The Omaha System was first developed in the 1970s by the Visiting Nursing Association of Omaha, Nebraska. Visiting nursing services offer public health and district nursing services, usually home-based, ranging from maternal and child health services to wound care and older person care. 

The Omaha System is a theory-based system developed to logically report and record what nurses are doing in the field using consistent terminology and classifications to enable measurement of patient progress but to still allow some flexibility for nursing nuances in note-taking. Karen Monsen, who is on the system’s board of directors, says Omaha makes nursing knowledge visible by using language to codify what nurses do and convert it into measurable nursing data. 

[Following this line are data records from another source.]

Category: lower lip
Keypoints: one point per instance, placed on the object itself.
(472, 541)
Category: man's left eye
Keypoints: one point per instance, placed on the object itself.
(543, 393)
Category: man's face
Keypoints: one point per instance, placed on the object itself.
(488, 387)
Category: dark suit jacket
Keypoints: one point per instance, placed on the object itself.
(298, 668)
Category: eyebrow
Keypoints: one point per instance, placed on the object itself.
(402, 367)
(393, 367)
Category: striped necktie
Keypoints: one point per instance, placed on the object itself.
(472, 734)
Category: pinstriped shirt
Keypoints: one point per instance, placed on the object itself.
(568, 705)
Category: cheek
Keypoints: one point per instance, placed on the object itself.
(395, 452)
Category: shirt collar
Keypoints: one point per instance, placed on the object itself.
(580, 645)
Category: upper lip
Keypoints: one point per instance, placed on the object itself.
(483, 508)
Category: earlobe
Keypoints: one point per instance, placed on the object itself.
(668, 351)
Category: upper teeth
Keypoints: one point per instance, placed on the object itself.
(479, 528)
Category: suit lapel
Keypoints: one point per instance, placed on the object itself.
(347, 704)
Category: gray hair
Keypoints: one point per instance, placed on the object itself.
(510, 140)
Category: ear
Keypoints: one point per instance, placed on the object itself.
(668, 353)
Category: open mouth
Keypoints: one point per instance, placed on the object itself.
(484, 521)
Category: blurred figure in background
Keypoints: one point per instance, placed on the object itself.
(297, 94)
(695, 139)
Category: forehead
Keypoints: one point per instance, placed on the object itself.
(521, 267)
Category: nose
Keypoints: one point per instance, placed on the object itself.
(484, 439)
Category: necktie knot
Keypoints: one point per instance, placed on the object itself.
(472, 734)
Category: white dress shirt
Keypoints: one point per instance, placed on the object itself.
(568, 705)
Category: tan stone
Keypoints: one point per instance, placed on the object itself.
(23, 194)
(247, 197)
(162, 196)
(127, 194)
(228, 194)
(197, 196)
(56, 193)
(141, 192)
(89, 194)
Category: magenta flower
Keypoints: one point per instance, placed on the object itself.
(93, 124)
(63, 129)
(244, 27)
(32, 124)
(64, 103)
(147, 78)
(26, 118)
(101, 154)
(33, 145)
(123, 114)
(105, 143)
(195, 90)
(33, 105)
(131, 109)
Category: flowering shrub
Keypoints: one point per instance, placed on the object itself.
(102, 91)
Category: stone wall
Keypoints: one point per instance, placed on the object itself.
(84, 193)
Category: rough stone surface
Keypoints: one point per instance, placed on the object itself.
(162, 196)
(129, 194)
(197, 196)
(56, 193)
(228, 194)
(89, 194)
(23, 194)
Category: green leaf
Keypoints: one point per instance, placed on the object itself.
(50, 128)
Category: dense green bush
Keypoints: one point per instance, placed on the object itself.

The documentation and information management system consists of three components that are linked together. The first is the Problem Classification Scheme that is used to assess and record a patient’s signs and symptoms (i.e. problems) that are grouped into the four domains of physiological, health-related behaviours, environmental and psychosocial. The second component is the Intervention Scheme that is used by the nurse or clinician to record their care plan and services for the patient; and the last component is the Problem Rating Scale for Outcomes, which is used to evaluate client progress.

The Omaha System is in the public domain and is in use by nurses and other clinicians across the United States and around the world in both a hard-copy format and as the framework for recording and collecting data in electronic health records. In New Zealand it has been adapted by Christchurch’s Nurse Maude director of nursing Sheree East for her district nursing team as part of its new electronic health record systems.